O acto recorrido tomou em linha de conta a finalidade do pedido de residência (reunião familiar) e os antecedentes criminais do requerente, conforme resulta dos pareceres e informações que antecederam o despacho recorrido e que por este foram apropriados, tendo, perante os valores em presença, atribuído prevalência ao interesse público, o que se compreende e é aceitável pelo potencial de ameaça latente que os antecedentes criminais do recorrente, fundados em detenção de droga, podem representar para a segurança e ordem pública da Região Administrativa Especial de Macau.
E esta primazia conferida ao interesse público é tanto mais aceitável quanto é certo que o acto é proferido no exercício de um poder discricionário, posto que enformado pela ponderação de certos aspectos a que a lei manda atender.
Neste contexto, aqueles princípios saem inteiramente incólumes, nenhuma afronta lhes tendo sido feita pelo acto recorrido, que, como já se deixou antever, não padece de erro, muito menos ostensivo ou grosseiro, que caucione uma interferência do tribunal relativamente ao sentido do exercício daquele poder discricionário.
Soçobra, assim, também o invocado vício de violação de lei por ofensa dos princípios da justiça e da proporcionalidade.

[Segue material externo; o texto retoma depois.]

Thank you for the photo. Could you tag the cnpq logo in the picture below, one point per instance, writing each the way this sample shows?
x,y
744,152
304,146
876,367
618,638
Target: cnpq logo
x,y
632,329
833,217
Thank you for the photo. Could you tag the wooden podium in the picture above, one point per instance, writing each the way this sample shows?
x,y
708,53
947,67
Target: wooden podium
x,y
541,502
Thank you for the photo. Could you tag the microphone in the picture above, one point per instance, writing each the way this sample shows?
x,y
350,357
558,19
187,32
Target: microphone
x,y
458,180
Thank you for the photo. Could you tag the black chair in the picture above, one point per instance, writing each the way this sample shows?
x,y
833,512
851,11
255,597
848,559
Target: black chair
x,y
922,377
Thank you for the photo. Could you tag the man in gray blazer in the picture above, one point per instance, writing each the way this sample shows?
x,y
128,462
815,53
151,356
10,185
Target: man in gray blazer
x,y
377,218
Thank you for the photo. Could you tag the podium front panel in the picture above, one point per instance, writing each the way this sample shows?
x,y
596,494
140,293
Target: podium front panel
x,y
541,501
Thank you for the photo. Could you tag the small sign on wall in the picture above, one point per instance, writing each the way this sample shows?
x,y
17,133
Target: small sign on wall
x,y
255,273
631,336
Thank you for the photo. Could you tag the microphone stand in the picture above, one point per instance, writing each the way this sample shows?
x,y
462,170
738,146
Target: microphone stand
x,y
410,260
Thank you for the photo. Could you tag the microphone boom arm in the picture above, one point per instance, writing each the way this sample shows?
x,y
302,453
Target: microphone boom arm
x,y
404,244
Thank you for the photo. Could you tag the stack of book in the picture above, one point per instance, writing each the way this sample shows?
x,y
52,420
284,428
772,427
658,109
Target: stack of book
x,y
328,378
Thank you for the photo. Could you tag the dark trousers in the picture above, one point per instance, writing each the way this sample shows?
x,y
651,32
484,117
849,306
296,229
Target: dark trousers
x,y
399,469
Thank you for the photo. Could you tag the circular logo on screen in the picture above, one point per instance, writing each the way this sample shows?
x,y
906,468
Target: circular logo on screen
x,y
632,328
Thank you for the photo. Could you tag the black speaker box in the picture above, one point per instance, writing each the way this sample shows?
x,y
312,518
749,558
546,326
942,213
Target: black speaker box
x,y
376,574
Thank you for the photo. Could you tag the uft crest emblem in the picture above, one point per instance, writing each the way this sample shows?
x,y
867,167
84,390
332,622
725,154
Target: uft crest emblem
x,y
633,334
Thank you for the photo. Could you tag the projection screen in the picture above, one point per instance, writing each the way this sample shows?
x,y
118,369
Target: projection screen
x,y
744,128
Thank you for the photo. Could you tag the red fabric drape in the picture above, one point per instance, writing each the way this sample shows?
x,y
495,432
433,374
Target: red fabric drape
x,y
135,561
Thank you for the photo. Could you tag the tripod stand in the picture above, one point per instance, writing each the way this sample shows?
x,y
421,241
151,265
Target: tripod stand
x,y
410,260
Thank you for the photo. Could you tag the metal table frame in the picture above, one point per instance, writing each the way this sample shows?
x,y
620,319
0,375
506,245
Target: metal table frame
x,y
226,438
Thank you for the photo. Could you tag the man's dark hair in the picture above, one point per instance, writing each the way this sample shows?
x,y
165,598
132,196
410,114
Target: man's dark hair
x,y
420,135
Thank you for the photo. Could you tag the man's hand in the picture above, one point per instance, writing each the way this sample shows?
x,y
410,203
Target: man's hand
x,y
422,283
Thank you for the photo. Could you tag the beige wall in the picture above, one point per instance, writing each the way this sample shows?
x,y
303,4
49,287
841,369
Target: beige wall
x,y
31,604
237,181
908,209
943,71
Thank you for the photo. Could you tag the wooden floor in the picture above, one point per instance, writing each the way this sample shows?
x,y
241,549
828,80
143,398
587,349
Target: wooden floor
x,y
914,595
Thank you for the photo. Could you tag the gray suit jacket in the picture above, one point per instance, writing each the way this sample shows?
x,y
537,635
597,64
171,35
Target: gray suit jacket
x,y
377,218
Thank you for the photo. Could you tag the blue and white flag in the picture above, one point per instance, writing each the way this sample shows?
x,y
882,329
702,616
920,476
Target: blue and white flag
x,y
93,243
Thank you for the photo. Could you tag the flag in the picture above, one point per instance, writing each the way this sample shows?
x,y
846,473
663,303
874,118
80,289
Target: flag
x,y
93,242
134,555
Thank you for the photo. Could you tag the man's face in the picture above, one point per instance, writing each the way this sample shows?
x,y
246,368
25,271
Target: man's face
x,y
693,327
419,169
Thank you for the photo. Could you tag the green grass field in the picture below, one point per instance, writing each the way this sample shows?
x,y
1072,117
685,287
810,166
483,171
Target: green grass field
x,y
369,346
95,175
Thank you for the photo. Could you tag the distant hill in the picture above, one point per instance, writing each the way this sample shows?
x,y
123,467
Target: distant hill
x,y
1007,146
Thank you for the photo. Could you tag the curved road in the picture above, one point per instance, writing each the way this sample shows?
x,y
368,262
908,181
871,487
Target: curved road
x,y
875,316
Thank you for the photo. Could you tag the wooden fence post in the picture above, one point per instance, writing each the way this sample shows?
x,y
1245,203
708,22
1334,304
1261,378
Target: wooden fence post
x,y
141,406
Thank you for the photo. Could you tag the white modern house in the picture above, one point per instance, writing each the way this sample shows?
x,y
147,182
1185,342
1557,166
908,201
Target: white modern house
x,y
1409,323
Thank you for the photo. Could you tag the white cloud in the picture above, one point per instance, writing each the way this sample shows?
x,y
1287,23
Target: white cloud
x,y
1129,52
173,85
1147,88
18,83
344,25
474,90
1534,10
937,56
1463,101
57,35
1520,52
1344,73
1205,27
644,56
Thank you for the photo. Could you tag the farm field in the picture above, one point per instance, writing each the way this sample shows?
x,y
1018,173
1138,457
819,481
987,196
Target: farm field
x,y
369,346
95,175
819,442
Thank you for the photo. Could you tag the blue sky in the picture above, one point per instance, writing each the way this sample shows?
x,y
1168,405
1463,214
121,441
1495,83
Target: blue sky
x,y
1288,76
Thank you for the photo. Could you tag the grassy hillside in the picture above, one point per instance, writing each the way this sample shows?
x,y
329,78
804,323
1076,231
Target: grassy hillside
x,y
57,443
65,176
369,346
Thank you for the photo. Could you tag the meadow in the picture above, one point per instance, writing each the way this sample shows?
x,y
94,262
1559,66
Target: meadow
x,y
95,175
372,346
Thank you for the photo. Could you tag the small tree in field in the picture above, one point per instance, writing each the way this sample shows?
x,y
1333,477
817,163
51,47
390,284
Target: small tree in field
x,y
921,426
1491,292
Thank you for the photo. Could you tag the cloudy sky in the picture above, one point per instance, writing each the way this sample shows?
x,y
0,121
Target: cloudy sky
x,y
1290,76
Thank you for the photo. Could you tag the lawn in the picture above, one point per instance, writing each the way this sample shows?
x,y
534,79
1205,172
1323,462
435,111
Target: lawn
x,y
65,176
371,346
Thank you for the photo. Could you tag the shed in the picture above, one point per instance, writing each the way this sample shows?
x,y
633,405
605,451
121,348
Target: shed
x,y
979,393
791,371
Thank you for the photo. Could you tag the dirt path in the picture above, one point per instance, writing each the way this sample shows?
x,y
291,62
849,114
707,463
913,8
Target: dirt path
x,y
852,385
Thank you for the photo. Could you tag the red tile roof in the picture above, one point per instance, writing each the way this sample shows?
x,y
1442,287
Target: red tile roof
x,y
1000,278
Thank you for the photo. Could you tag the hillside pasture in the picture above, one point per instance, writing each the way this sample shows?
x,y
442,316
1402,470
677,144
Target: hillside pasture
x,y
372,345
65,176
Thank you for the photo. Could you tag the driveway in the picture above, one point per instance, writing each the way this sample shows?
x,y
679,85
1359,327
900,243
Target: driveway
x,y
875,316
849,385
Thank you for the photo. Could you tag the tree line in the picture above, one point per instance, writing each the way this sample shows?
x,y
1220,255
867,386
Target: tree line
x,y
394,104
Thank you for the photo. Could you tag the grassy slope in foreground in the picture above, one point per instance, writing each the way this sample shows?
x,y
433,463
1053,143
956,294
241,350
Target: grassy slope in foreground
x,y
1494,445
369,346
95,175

Termos em que, na improcedência dos suscitados vícios, o nosso parecer vai no sentido do não provimento do recurso.».
*
Cumpre decidir.
***
II – Pressupostos processuais
O tribunal é absolutamente competente.
O processo é o próprio e não há nulidades.
As partes gozam de personalidade e capacidade judiciárias e são legítimas.
Não há outras excepções ou questões prévias que obstem ao conhecimento de mérito.
***
III – Os factos
1 – O recorrente requereu a concessão de autorização de fixação de residência em Macau a fim de se poder juntar ao cônjuge B.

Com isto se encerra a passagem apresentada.